Emotions are crucial in understanding the human
psychological state and can influence social interactions and
decision-making. The integration between emotion processing
and computational systems enables the creation of more natural
and adaptive interfaces. This research focuses on Speech
Emotion Recognition (SER), which aims to identify human
emotions through voice signal analysis. Many previous studies
have been limited to unimodal approaches, and just few have
explored multimodal approaches that combine voice and text
simultaneously. Furthermore, there is a lack of research that
directly integrates Automatic Speech Recognition (ASR) for text
as well as voice feature extraction in one step and applies data
augmentation to improve model generalization.
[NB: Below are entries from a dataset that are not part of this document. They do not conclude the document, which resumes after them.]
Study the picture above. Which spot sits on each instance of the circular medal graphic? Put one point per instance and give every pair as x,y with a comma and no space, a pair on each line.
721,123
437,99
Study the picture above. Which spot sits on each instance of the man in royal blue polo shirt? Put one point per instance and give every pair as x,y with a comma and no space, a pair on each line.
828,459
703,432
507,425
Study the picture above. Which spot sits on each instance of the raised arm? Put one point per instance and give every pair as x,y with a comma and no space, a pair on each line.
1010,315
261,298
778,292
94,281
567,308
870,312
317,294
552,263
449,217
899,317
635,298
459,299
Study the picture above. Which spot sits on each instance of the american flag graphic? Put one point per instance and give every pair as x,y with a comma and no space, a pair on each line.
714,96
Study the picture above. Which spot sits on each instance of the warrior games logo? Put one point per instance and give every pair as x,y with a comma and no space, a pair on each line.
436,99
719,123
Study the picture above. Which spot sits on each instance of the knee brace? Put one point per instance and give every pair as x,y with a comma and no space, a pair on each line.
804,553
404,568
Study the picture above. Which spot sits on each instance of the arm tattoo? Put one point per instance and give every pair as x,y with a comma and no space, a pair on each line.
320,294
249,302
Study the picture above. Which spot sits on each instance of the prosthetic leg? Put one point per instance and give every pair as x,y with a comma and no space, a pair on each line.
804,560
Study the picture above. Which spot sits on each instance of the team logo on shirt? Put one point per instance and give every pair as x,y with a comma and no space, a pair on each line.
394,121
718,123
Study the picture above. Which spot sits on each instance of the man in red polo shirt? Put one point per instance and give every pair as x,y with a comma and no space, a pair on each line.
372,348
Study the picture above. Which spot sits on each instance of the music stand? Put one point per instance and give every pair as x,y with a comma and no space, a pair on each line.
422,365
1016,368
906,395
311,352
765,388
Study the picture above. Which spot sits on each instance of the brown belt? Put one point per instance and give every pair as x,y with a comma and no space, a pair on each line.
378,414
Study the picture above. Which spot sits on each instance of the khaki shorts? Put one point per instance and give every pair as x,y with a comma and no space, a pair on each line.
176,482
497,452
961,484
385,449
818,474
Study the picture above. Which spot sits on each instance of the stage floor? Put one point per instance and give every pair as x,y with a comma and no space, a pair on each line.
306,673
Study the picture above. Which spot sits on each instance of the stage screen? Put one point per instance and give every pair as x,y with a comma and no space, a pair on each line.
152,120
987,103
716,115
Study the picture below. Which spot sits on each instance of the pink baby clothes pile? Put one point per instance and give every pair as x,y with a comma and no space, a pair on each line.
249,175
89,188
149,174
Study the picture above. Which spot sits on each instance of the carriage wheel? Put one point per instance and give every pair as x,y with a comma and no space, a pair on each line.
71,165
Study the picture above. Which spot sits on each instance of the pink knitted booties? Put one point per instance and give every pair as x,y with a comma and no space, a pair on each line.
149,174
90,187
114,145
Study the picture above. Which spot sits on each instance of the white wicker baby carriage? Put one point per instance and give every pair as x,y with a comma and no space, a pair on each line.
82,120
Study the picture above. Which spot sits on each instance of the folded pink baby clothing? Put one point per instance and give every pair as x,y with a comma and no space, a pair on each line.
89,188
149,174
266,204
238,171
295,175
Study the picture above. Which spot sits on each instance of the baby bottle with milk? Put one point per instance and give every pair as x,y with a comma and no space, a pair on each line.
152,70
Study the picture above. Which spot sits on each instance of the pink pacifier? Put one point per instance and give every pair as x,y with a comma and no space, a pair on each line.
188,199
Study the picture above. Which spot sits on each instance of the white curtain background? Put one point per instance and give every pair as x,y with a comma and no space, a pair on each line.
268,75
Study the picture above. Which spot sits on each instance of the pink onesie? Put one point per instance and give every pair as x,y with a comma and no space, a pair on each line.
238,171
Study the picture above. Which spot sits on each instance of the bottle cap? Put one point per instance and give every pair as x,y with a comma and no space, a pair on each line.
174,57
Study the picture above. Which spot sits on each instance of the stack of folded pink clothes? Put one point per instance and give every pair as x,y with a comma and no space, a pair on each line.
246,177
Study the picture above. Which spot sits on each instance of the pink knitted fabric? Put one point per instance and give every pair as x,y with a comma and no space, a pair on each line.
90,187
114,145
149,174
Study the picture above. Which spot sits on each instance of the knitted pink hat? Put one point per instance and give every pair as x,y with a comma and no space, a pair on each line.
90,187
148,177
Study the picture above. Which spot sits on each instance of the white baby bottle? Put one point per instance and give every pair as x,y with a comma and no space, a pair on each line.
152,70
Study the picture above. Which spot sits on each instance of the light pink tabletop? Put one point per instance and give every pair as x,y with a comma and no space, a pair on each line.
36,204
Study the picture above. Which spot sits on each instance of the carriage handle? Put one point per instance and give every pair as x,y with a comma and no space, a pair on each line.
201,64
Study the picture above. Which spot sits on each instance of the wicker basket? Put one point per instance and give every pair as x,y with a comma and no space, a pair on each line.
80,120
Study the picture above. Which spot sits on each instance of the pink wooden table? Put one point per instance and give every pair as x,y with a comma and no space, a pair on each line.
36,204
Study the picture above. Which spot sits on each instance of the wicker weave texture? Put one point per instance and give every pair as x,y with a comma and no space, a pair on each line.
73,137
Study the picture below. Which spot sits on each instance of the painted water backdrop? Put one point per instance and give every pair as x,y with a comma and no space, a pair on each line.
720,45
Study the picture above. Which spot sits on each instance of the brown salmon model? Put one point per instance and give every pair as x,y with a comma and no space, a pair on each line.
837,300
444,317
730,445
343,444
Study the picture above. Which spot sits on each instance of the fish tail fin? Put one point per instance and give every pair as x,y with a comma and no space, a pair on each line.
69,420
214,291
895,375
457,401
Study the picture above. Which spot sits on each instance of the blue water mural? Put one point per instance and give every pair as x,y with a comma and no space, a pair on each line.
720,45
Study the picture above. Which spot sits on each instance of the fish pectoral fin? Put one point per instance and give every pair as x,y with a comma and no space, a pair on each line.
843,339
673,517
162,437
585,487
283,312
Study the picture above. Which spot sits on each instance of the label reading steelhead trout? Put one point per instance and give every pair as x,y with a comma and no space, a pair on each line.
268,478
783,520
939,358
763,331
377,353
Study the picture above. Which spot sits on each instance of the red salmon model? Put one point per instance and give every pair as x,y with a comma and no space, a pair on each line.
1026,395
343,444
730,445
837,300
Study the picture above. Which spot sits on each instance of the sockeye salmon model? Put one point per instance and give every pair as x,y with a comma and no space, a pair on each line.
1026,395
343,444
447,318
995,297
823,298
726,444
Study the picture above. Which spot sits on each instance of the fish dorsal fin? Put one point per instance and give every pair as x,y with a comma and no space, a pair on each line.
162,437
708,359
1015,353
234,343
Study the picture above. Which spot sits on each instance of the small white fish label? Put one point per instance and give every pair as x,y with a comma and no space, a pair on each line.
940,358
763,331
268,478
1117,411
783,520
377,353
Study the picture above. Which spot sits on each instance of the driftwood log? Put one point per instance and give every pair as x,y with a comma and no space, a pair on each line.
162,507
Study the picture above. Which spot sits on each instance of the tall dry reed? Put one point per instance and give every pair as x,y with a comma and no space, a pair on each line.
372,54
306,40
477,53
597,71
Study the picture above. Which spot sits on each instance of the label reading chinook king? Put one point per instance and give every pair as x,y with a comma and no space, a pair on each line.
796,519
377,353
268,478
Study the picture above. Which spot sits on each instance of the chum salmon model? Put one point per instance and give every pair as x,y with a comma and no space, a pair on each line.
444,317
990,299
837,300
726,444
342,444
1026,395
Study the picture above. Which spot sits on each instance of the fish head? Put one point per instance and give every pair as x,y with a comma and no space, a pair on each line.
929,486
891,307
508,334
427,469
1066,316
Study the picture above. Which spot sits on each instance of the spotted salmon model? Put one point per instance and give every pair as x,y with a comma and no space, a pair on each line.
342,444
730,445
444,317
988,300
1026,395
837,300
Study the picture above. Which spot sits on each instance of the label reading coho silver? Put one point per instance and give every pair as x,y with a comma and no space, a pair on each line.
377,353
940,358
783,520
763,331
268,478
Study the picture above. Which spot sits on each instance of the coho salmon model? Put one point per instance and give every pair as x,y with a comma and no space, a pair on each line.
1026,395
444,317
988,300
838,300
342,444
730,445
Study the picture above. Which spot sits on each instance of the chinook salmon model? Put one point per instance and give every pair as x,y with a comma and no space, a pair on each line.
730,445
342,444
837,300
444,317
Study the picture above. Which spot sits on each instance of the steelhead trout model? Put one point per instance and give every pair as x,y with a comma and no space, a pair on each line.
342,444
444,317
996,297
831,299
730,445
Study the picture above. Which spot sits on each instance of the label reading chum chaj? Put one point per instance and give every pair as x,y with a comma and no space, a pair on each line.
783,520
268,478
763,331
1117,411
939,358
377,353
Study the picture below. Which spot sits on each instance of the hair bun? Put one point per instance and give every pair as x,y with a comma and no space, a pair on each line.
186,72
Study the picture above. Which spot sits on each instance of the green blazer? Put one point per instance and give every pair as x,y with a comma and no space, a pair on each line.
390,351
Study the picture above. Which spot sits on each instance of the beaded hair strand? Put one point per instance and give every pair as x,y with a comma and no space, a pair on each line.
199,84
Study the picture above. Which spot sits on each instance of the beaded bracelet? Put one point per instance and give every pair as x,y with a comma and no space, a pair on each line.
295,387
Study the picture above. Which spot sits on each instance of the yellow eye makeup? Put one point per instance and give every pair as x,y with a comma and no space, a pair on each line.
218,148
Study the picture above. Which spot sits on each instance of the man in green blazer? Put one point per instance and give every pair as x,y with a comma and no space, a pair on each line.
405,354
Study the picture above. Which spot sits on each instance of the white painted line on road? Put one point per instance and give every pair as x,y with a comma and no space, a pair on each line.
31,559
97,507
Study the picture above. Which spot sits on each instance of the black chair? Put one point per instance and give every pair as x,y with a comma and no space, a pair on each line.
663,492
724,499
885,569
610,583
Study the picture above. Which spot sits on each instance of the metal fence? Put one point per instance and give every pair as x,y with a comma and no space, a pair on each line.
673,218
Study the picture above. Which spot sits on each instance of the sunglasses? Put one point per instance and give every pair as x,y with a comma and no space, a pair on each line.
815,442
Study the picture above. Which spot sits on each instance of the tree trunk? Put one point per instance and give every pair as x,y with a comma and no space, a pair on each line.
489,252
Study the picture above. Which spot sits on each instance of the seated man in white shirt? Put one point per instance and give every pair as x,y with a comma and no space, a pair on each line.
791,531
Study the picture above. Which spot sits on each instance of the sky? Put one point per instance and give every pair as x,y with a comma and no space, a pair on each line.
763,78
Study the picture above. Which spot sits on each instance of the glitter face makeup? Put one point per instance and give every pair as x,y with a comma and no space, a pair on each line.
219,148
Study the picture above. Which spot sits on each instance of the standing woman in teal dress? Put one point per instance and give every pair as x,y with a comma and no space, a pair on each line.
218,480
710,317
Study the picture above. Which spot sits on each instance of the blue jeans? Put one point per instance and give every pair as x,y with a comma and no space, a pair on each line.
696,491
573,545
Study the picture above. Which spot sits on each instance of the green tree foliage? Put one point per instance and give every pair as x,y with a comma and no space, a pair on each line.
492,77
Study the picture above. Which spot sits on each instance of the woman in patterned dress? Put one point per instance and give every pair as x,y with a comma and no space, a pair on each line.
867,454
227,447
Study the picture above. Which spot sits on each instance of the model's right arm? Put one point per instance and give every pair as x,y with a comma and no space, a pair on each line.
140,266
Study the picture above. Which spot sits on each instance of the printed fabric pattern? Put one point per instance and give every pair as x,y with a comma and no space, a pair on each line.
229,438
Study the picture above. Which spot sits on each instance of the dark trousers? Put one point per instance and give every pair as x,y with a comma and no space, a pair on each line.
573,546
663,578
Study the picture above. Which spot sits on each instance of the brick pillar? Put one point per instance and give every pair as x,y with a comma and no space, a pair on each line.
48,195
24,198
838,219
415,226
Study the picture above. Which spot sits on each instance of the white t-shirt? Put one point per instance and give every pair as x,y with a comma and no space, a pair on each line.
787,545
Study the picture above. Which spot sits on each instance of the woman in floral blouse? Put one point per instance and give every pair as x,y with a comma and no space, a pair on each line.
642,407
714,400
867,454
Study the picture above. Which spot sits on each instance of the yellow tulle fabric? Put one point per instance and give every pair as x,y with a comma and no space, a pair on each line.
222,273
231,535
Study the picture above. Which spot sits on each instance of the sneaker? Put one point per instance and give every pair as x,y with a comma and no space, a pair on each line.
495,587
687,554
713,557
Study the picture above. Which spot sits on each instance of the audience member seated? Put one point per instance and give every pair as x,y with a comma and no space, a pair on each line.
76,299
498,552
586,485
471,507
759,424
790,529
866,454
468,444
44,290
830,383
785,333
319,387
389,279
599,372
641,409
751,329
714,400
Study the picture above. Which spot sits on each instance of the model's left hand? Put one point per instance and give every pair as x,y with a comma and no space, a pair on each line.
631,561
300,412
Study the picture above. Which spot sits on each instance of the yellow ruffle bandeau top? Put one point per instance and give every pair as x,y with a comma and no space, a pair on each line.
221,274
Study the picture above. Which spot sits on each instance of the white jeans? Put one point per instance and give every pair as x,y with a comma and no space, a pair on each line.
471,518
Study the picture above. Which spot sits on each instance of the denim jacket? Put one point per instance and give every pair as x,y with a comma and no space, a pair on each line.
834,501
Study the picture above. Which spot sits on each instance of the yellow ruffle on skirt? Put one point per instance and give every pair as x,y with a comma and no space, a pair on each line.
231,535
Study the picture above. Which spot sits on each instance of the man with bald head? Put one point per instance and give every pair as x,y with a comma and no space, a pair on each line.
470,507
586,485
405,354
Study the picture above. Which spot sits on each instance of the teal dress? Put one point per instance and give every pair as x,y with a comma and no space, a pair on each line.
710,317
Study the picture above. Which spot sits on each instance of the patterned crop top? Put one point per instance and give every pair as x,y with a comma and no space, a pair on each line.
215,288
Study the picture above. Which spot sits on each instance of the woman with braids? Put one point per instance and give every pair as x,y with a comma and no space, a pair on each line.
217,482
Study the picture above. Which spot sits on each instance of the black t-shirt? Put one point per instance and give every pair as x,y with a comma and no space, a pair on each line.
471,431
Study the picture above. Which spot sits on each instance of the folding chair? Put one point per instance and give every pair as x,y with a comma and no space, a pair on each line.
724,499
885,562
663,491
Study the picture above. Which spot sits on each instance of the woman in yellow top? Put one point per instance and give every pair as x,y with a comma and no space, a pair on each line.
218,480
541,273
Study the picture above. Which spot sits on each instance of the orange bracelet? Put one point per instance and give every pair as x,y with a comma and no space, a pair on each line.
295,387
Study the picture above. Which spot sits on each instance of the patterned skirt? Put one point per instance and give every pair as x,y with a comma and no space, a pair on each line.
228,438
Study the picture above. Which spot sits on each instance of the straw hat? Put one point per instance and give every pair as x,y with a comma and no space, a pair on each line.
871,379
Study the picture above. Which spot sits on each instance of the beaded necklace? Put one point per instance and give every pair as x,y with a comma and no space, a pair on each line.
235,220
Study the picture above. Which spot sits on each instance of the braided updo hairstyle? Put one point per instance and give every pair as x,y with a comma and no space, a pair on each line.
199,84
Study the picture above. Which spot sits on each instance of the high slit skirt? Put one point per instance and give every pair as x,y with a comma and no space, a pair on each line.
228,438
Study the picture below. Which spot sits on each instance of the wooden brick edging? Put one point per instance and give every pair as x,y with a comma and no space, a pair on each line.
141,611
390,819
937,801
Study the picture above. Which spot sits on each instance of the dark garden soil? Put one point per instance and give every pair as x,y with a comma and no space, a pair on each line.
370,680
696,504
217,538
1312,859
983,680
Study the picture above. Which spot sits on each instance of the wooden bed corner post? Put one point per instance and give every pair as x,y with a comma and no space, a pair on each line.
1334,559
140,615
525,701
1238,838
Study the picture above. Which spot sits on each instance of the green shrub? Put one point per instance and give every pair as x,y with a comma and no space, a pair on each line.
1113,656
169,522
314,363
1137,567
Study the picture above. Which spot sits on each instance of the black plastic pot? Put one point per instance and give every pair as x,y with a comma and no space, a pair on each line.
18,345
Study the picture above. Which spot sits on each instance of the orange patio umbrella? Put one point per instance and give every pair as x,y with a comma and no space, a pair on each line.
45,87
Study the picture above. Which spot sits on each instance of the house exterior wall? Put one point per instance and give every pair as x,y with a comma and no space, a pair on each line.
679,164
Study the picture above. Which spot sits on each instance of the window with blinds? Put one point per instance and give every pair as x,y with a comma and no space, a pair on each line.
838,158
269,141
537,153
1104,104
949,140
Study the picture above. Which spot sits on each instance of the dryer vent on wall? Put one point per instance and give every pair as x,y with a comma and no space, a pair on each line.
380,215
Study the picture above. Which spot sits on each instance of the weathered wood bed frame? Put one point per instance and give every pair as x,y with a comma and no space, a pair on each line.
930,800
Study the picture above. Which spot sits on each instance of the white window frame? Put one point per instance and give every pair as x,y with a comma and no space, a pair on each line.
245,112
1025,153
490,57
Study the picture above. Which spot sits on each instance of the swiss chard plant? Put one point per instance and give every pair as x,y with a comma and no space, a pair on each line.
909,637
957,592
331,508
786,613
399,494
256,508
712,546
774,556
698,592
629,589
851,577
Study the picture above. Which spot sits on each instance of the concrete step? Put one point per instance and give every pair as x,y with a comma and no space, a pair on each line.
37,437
This research
contributes to the improvement of accuracy for emotion
recognition tasks using the IEMOCAP dataset with total 5797
voices and text that contain angry, sad, happy, and neutral by
incorporating the Wav2Vec model as a multimodal feature
extractor (voice and text), and by applying SpecAugment to
enrich the data variety. Structurally, our proposed architecture
consists of two branches: a voice branch and a text branch.
Features extracted from Wav2Vec are sent to the voice branch
using an ECAPA-TDNN model, and to the text branch using a
BERT model. These two branches are then combined using fully
connected layers for final classification. Experiments show that
this multimodal approach can achieve high performance,
namely weighted accuracy of 90.28% and unweighted accuracy
of 90.62%, with requiring special fine-tuning of the text model.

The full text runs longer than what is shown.